Lizzy's device digest
CooperSurgical fiasco raises questions about IVF fluid
Patients across the country have sued medical supply company CooperSurgical for allegedly destroying their embryos with its IVF fluid. The fluid, known as culture media, is supposed to help embryos develop enough for implantation — but CooperSurgical said in a recent product recall that it may have stunted embryo growth.
It's not clear yet what led to this particular problem, but it highlights another, much larger issue, Lizzy Lawrence reports: IVF doctors often don't know exactly what goes into the culture media, and while the Food and Drug Administration asks manufactures for a list of ingredients before it's sold, it doesn't require them to post it publicly.
"We should be given full information. But unfortunately, this does not happen. They hide behind this proprietary formula," Pasquale Patrizio, a reproductive endocrinologist at the University of Miami, told Lizzy. Read more on this troubling issue.
Stimwave CEO convicted of fraud
A New York jury has convicted the former head of a nerve stimulation device company on two counts of health care fraud, Lizzy writes; Laura Perryman was previously CEO of Stimwave, which sold pain management devices outfitted with dummy pieces of plastic, as Lizzy reported previously. The company changed the device design to align with insurance codes, which led to the inclusion of unnecessary, non-functioning plastic pieces so the company could sell them for more money.
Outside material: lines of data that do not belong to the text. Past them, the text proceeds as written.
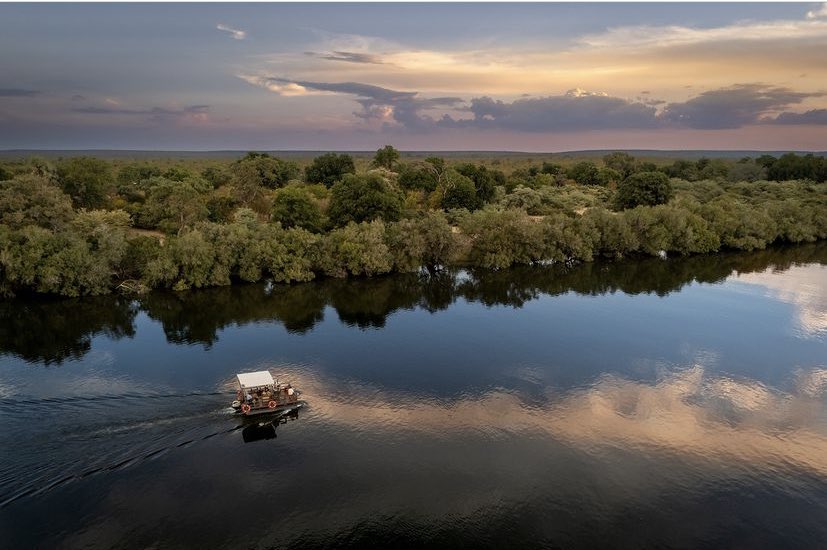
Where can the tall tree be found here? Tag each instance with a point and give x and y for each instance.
(644, 189)
(329, 168)
(364, 197)
(87, 180)
(386, 157)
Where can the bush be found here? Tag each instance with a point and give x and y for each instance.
(329, 168)
(362, 198)
(644, 189)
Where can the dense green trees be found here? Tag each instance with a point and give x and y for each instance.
(249, 219)
(386, 157)
(172, 206)
(329, 168)
(363, 197)
(644, 189)
(87, 180)
(295, 206)
(457, 191)
(29, 199)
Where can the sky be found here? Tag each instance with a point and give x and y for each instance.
(506, 77)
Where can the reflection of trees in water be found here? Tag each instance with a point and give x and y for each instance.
(52, 331)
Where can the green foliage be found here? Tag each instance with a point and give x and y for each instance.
(525, 199)
(540, 216)
(135, 173)
(427, 241)
(791, 166)
(585, 173)
(356, 249)
(422, 176)
(386, 157)
(217, 176)
(485, 180)
(623, 163)
(329, 168)
(295, 206)
(255, 173)
(364, 197)
(644, 189)
(458, 191)
(74, 262)
(87, 180)
(172, 205)
(502, 238)
(220, 208)
(610, 233)
(33, 200)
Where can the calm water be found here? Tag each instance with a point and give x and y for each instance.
(678, 403)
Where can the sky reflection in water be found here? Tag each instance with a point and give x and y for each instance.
(642, 404)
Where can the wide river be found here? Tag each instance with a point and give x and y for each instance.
(676, 403)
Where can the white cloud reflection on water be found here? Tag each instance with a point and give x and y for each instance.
(803, 286)
(736, 424)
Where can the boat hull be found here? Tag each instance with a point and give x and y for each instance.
(255, 411)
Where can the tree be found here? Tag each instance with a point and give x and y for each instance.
(622, 162)
(173, 205)
(386, 157)
(295, 206)
(458, 191)
(263, 170)
(584, 173)
(484, 180)
(136, 173)
(364, 197)
(33, 200)
(644, 189)
(87, 180)
(329, 168)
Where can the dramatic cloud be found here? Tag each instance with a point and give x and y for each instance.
(814, 116)
(732, 107)
(17, 92)
(194, 113)
(235, 33)
(819, 13)
(378, 104)
(349, 57)
(576, 110)
(647, 36)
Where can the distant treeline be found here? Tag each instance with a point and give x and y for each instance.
(87, 226)
(53, 331)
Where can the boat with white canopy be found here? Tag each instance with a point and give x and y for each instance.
(259, 393)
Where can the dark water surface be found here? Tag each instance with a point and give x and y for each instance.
(658, 403)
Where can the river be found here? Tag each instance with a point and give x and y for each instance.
(676, 403)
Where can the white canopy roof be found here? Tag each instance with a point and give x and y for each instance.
(254, 379)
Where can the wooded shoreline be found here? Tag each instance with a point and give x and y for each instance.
(85, 226)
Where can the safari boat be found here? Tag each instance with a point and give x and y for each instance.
(258, 393)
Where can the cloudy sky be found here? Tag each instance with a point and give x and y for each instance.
(527, 77)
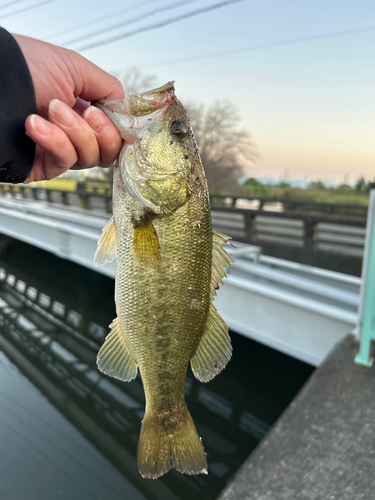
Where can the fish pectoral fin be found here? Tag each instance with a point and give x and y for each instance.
(114, 358)
(214, 349)
(220, 260)
(146, 242)
(106, 250)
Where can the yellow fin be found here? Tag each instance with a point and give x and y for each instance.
(220, 259)
(214, 349)
(114, 358)
(106, 250)
(163, 445)
(146, 242)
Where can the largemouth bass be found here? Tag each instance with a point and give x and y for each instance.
(169, 265)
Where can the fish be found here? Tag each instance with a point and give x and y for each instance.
(169, 264)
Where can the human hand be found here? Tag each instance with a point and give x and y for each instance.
(68, 132)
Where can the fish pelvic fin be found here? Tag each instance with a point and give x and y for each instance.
(106, 250)
(214, 349)
(146, 242)
(114, 358)
(164, 446)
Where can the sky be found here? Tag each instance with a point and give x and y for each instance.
(300, 73)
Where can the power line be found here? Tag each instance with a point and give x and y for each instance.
(265, 46)
(99, 19)
(10, 3)
(26, 8)
(158, 25)
(129, 21)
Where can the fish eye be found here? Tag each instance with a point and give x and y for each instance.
(179, 128)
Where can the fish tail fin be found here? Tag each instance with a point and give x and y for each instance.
(161, 449)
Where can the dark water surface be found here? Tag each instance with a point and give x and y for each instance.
(70, 433)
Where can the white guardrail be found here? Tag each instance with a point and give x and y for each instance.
(300, 310)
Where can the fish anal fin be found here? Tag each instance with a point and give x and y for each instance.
(146, 243)
(114, 358)
(106, 250)
(214, 349)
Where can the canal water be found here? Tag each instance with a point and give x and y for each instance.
(70, 433)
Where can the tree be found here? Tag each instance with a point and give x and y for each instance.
(223, 147)
(319, 185)
(360, 185)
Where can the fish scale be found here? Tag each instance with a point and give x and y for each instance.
(162, 238)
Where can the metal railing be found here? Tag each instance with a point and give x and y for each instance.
(317, 234)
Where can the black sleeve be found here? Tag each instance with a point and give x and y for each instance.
(17, 101)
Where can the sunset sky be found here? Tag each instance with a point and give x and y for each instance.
(301, 73)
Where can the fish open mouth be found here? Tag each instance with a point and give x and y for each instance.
(152, 100)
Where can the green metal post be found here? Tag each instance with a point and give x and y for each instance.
(367, 308)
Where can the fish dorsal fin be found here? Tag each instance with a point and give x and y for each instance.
(146, 242)
(114, 358)
(220, 259)
(106, 250)
(214, 349)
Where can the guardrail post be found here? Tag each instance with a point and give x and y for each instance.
(308, 240)
(366, 315)
(249, 227)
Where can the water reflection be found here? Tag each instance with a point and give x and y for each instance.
(71, 432)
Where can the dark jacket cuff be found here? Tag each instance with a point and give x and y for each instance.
(17, 101)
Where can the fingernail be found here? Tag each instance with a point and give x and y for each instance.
(96, 120)
(39, 125)
(62, 113)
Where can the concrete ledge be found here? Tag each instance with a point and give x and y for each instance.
(323, 446)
Read more on the conviction here, and if you need a refresher, please revisit Lizzy's report last May describing, among other shocking details, Perryman's break-in to Stimwave's Florida offices to steal devices after she was fired.
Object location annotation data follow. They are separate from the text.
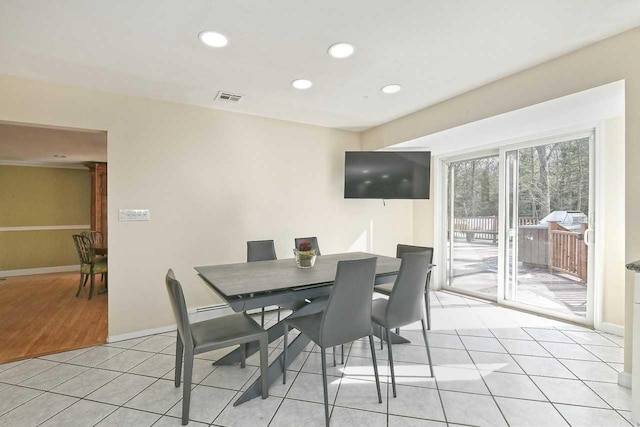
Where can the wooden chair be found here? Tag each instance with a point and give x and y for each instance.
(89, 264)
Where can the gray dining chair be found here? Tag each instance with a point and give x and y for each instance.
(386, 288)
(200, 337)
(404, 306)
(261, 250)
(265, 250)
(312, 240)
(346, 318)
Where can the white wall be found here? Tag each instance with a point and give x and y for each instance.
(604, 62)
(614, 221)
(212, 180)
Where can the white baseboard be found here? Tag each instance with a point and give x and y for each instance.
(44, 270)
(624, 379)
(197, 314)
(611, 328)
(139, 334)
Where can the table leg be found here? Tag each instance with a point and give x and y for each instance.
(275, 332)
(395, 338)
(275, 369)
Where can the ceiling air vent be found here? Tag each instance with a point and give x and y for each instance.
(228, 97)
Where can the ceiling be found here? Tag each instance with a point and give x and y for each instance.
(435, 49)
(37, 145)
(576, 112)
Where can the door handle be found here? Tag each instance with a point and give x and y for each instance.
(588, 234)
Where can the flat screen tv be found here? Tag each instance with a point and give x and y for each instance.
(387, 174)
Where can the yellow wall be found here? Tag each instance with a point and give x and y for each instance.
(34, 196)
(608, 61)
(212, 180)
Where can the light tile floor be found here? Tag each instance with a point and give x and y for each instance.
(493, 367)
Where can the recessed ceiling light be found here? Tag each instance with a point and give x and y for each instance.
(213, 39)
(341, 50)
(302, 84)
(391, 89)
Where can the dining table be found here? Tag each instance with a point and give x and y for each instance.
(253, 285)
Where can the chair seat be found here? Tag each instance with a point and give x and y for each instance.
(308, 325)
(99, 267)
(384, 289)
(379, 311)
(225, 330)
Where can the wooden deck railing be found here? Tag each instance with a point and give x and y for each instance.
(568, 252)
(555, 247)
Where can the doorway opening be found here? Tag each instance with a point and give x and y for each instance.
(52, 188)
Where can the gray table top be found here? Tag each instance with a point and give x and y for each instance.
(268, 276)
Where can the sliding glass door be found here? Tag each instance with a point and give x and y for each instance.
(549, 226)
(472, 224)
(518, 225)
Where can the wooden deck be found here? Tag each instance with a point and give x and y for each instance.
(40, 315)
(476, 268)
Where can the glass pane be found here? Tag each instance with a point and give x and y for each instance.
(548, 219)
(473, 224)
Speaking of fraud, a nurse practitioner in New Jersey has pleaded guilty to trying to defraud Medicare of $136 million by bribing doctors to prescribe medically unnecessary orthotics and prescription drugs through two telehealth companies and two brace suppliers she owned. It's a little window into what telehealth fraud actually looks like today; telehealth critics have warned that the medium creates a larger opportunity for fraudulent billing, but advocates point out that durable medical equipment fraud has persisted for decades and doesn't require virtual appointments.